The short answer is “yes.” Could there be, therefore, a justification for the tradeoff? Privacy Invasion vs. Civil Protection. And that dilemma shows where we are in the United States.
Dr. Calhoun says she would voluntarily wear one. Her argument lies in both anecdote and research. She says she has seen unequal triage in emergency rooms and heard derogatory statements about Blacks made by white staff members. And a 2016 study by Hoffman, Trawalter, Axt, and Oliver concluded that “Black Americans are systematically undertreated for pain relative to white Americans.” * So, the long answer also seems to be “yes.”
If he study were run in a predominantly Hispanic neighborhood, would Hispanics receive better treatment than African-Americans? Do women doctors treat men and women differently? Adults and children? Elderly vs. middle age? (Hey, the elderly have already had their prime time) The cognizant vs. the incognizant? The cameras will tell, won’t they? The lawsuits will proliferate.

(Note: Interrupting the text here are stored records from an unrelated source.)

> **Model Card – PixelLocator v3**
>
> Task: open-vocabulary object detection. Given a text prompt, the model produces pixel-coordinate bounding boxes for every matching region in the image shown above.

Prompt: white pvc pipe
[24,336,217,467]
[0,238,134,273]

But about That Tradeoff between Privacy Invasion and Civil Protection
If you weren’t born independently wealthy, chances are you have or had a job. And unless that job was Lighthouse Keeper, chances are you interacted with others during your work. Lighthouse keepers can do whatever they want as long as they shine their light. Doctors giving rectal exams with cameras on their lab coats won’t shine their light in ears, noses, or areas where the sun-don’t-shine without bending over backward for patients bending over forward. In other words, wearing the camera will intrude on the patient’s privacy and inevitably affect the doctor’s performance. Yeah. As the Bard wrote, “All the world’s a stage,” but who wants to bow toward the back of the stage while wearing a hospital gown open to the audience?
It’s embarrassing enough to put on a hospital gown. Why make it more embarrassing by putting cameras on hospital staff: doctors, nurses, orderlies, and possibly cleaning staff and office workers? What if one of the admissions clerks, required to wear cameras for assuring patients equal treatment, forgets to turn off the camera during lunch break? Will that camera record the backside of a hospital gown flapping open during the walk to the hospital cafeteria? Will those who seek privacy because of fame and fortune want a camera in their operating room, triage room, or even admissions room?

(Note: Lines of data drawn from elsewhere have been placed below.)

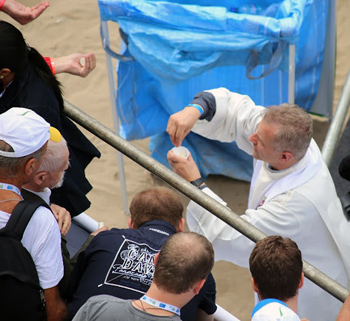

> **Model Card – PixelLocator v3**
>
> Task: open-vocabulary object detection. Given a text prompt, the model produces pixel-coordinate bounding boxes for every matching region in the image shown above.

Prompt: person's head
[0,21,63,109]
[129,187,184,232]
[29,127,69,191]
[249,104,313,169]
[0,107,50,183]
[249,236,304,301]
[153,232,214,294]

And you? “So-n-So reveals secret tattoo during hospital visit.” Post posts pics.
*Hoffman KM, Trawalter S, Axt JR, Oliver MN. Racial bias in pain assessment and treatment recommendations, and false beliefs about biological differences between blacks and whites. Proc Natl Acad Sci U S A. 2016 Apr 19;113(16):4296-301. doi: 10.1073/pnas.1516047113. Epub 2016 Apr 4. PMID: 27044069; PMCID: PMC4843483.